Kerajaan ARU (Bagian dari Karo) dan PASAI Pernah Konflik
Ilustrasi : Foto Oleh Joey Bangun |
Sebagian orang mengatakan, Kerajaan Aru jarang dibicarakan. Alasan
mereka, barangkali karena Aru atau Haru kalah pamor dengan kerajaan-kerajaan
lain yang pernah jaya di Nusantara semisal Samudra Pasai, Aceh dan Malaka.
Namun hakikatnya, kerajaan ini sudah berdiri sejak abad ke-13 M sampai dengan
abad ke-16 M di wilayah timur Sumatera Utara.
Dr. Phill Ichwan, seorang sejarawan dari Universitas Negeri Medan
(UNIMED), menyatakan bahwa kerajaan ini acap kali disebut-sebut pada Amukti
Palapa dalam Hikayat Pararaton, Sejarah Melayu dan dalam laporan Mandez Pinto,
salah seorang penguasa Portugis di Malaka. Selain itu, Aru juga disebut dalam
laporan-laporan Cina, antara lain dalam laporan Admiral Cheng Zhe (Cheng Ho).

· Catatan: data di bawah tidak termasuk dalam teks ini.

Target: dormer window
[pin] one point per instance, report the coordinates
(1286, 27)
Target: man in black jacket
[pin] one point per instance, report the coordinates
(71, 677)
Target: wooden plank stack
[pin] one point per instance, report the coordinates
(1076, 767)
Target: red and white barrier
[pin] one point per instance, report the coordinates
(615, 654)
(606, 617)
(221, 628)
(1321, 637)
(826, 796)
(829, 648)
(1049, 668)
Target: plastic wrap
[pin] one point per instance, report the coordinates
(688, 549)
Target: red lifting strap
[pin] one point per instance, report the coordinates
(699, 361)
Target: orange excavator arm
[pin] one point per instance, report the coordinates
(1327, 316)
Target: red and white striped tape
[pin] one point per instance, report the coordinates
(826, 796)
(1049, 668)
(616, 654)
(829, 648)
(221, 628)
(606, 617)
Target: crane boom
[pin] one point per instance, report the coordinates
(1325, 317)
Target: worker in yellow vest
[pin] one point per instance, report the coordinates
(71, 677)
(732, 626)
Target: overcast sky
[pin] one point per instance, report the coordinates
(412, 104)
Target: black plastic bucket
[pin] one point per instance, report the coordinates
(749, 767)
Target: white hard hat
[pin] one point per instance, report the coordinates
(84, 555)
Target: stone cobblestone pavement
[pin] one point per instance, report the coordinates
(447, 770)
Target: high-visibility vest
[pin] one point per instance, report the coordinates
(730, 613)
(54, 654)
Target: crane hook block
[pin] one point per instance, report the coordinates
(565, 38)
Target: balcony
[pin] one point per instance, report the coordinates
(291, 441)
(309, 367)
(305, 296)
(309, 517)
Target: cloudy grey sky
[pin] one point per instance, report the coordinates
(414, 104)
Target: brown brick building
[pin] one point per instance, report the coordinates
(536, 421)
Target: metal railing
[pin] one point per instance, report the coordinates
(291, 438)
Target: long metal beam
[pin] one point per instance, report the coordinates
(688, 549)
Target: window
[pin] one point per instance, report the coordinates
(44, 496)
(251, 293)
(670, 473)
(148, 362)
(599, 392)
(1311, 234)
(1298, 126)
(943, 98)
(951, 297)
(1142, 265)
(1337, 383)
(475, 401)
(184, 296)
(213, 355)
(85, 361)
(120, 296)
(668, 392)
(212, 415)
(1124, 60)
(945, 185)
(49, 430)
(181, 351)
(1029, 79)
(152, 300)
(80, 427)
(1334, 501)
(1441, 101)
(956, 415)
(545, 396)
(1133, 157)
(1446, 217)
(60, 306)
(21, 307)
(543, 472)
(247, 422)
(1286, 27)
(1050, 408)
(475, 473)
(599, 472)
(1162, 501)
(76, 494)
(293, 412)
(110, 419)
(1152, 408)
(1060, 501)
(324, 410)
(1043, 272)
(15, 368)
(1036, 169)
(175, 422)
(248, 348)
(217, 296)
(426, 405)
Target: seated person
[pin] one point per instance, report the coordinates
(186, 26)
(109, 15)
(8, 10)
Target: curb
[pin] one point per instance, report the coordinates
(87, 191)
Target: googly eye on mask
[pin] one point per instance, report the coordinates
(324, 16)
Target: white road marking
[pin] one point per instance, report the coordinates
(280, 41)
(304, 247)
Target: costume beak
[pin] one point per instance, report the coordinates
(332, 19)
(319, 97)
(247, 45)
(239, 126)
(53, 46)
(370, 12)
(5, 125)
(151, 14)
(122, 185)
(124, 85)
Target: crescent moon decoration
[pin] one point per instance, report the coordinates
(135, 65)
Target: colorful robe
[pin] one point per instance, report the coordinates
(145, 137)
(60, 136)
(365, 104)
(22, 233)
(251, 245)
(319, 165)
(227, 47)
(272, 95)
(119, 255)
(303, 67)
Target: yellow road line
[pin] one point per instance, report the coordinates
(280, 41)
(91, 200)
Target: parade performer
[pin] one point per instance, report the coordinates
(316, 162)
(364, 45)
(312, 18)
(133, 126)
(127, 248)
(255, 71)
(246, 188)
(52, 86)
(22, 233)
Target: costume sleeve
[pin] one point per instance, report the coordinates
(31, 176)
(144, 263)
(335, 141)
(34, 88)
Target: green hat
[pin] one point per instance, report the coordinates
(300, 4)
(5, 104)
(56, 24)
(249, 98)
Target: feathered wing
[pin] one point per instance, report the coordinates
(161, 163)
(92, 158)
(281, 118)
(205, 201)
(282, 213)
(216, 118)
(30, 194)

Sejarawan terkemuka asal Sumatera Utara, Tuanku Luckman Sinar, juga
telah menyebutkan bahwa pada abad ke-15 M, Kerajaan Aru merupakan kerajaan
terbesar di Sumatera dan memiliki kekuatan yang dapat menguasai lalu-lintas
perdagangan di Selat Malaka. Pemerintah Kerajaan ini menguasai wilayah bagian
timur Sumatera mulai perbatasan Tamiang (Provinsi Aceh) sampai dengan sungai
Rokan. Sejak 1282, dalam masa Kubilai Khan menduduki kekaisaran Cina, Aru
sempat beberapa kali mengirim utusannya ke Tiongkok. Ini menunjukkan bahwa Aru
merupakan sebuah kerajaan yang diperhitungkan di Nusantara.
Kota Rentang Pusat
Kerajaan Aru
Meskipun keberadaan pusat kerajaan Islam ini masih silang pendapat,
namun sebagian pakar sejarah menunjuk Kota Rentang (Hamparan Perak) sebagai
ibukota kerajaan ini. Itu pada abad ke-13 M sampai dengan ke-14 M sebelum
berpindah ke Deli Tua pada abad ke-15 sampai ke-16 M. Menurut para ahli, banyak
faktor yang menjadi alasan mengapa Kota Rentang lebih layak dinyatakan sebagai
pusat Kerajaan Aru. Salah satunya ialah karena adanya jalur dari Karo Plateuau
maupun Hinterland menuju pantai timur yang terfokus pada Sei Wampu dan Muara
Deli. Di kawasan itu juga ditemukan ragam keramik yang berasal dari China,
Muangthai, Srilangka, serta koin atau mata uang Arab dari abad ke-13 hingga
ke-14.
Temuan paling signifikan adalah batu nisan yang tersebar di situs
sejarah penting tersebut. Sebaran batu nisan berbahan baku batu cadas (volcanic
tuff) itu memiliki ornamentasi dalam berbagai ukuran, dan sebagiannya bertulis
Arab-Melayu. Dalam banyak sisi, batu-batu nisan tersebut memiliki kemiripan
dengan batu-batu nisan yang tersebar di kawasan situs Kerajaan Samudra Pasai.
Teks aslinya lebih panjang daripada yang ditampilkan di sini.